It's rant time at the Capitalist. Let's focus on the story of Janet and Mike.
Janet and Mike are two middle managers in corporate America. Janet and Mike did all the right things from a career standpoint and now are in their late 30's. One's white and one's not, so in addition to gender diversity, they're diverse in other ways as well.
Both Janet and Mike did what they were supposed to do in America. They went to college, graduated with good grades and got their first job. Then, they did something they didn't have to do. They outworked every other person who was their peer. Just simply outworked them. They sacrificed weekends, late nights after the kids were in bed, you name it. Did it with a smile on their face, because they believed that was how you got ahead in America.
Only after the work was performed and their merit proven did Janet and Mike get the rewards. They got promoted and they got more money. Their hours increased as well, but that was OK because they were taking care of their families.
After the promotions came, Janet and Mike made an interesting choice. They chose not to expand their lifestyle, meaning they had more ability to save. The first place they looked to maximize their savings rate? The tool that had been widely recommended to the bread and butter of any American's savings plan - the 401K. Both Janet and Mike maxed their contribution rates to their 401k, making the most of the opportunity to minimize their taxable income and increase their savings rate as a percentage of income.

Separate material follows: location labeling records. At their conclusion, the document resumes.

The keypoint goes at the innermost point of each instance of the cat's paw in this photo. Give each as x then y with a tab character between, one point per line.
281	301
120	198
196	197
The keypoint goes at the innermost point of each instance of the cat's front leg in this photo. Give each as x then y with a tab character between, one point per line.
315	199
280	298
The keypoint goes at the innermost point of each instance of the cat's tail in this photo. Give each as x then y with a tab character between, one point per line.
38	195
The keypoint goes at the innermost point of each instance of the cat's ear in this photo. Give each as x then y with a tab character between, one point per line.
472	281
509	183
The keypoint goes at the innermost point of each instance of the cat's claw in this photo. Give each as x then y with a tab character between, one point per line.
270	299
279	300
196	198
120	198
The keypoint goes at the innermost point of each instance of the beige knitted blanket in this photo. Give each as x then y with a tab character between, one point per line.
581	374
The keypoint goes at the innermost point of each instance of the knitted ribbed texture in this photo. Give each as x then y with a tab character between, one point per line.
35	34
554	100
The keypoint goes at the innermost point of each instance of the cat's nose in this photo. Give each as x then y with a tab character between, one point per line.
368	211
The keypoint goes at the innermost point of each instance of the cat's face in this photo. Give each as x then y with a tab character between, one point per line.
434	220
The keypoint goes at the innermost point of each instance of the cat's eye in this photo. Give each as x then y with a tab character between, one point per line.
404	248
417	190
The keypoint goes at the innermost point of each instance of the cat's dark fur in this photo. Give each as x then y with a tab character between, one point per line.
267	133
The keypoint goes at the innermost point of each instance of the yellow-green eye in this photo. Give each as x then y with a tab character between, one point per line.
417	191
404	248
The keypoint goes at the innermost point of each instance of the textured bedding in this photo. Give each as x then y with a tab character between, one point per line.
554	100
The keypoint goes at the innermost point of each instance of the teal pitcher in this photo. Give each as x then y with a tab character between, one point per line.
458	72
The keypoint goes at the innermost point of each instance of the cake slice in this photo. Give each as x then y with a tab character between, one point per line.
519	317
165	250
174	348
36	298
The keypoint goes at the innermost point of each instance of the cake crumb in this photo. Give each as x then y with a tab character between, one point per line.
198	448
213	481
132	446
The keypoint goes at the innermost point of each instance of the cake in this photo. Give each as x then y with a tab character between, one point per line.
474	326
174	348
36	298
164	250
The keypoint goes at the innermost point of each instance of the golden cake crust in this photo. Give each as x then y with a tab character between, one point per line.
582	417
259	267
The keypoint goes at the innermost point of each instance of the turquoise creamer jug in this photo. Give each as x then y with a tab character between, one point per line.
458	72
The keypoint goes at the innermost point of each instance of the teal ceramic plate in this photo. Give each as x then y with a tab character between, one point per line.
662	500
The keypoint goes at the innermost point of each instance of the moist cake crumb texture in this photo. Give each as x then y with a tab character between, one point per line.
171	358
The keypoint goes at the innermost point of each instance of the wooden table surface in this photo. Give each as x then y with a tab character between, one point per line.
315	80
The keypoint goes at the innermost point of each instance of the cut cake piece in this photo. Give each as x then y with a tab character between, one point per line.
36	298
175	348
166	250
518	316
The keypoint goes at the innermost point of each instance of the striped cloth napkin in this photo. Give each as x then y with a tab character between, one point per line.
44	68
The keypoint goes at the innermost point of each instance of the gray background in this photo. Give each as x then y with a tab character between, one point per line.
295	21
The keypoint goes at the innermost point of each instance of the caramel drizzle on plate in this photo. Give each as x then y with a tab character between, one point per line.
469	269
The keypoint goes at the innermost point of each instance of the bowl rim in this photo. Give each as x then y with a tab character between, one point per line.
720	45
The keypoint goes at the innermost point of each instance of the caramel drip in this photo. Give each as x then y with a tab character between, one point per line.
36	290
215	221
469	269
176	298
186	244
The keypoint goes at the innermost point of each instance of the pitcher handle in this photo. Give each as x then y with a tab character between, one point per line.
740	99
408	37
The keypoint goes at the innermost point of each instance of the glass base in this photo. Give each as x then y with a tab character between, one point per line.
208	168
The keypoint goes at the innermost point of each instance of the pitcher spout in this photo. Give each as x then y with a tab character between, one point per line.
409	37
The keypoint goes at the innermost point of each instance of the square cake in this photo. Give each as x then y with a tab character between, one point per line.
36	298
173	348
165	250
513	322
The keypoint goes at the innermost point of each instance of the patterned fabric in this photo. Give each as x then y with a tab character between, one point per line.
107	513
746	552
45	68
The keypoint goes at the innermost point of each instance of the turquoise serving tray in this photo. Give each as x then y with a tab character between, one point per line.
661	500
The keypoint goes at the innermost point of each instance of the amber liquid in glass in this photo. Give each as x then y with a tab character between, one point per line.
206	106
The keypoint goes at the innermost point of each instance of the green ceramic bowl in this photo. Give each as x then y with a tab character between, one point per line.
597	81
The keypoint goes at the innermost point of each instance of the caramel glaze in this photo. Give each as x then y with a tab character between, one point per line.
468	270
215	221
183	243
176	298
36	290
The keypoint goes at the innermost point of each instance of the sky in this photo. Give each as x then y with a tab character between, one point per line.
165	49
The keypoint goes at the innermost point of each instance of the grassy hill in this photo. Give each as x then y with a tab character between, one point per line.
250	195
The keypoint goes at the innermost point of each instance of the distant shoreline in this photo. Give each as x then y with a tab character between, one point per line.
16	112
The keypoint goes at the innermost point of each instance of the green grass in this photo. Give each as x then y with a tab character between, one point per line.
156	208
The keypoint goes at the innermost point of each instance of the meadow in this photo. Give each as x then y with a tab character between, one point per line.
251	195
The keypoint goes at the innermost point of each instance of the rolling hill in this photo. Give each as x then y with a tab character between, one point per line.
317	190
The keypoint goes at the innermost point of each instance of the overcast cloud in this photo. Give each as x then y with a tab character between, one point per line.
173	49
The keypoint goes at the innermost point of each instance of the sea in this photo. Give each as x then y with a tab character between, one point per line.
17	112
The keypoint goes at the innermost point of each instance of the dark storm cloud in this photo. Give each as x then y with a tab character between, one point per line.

Then, they got the news. The Fortune 500 they work for had failed its 401k testing, meaning that complex tests showed that the company's highly compensated employees took greater advantage of the company 401k than did the average employees. Only the highly-compensated classification wasn't reserved for the C-level folks. Janet and Mike were included in that. They both make 110K. They're classified as highly compensated even though they don't have a bonus plan and live in a market with an expensive cost of living.
Janet and Mike looked around for other options, only to find there were no tax-favorable options for them to turn to in order to save for retirement. The Roth IRA (post tax money, but growth of the Roth account is tax free upon withdrawal) wasn't an option since both of their spouses also work and as a result, they don't qualify (made too much as joint filers).
Janet and Mike did all the right things to earn and provide and purposefully didn't fill their lives with empty spending when the promotions came as a result. Unfortunately, it doesn't matter. Regardless of merit, sacrifice, relative cost of living and simply outperforming their peer group, Janet and Mike aren't allowed the same opportunity to save for retirement in a tax-favored fashion as the rest of society because the company failed its 401k testing.
Middle managers who have outworked everyone else - didn't you get the memo? You're part of the super-wealthy. Thanks for your efforts.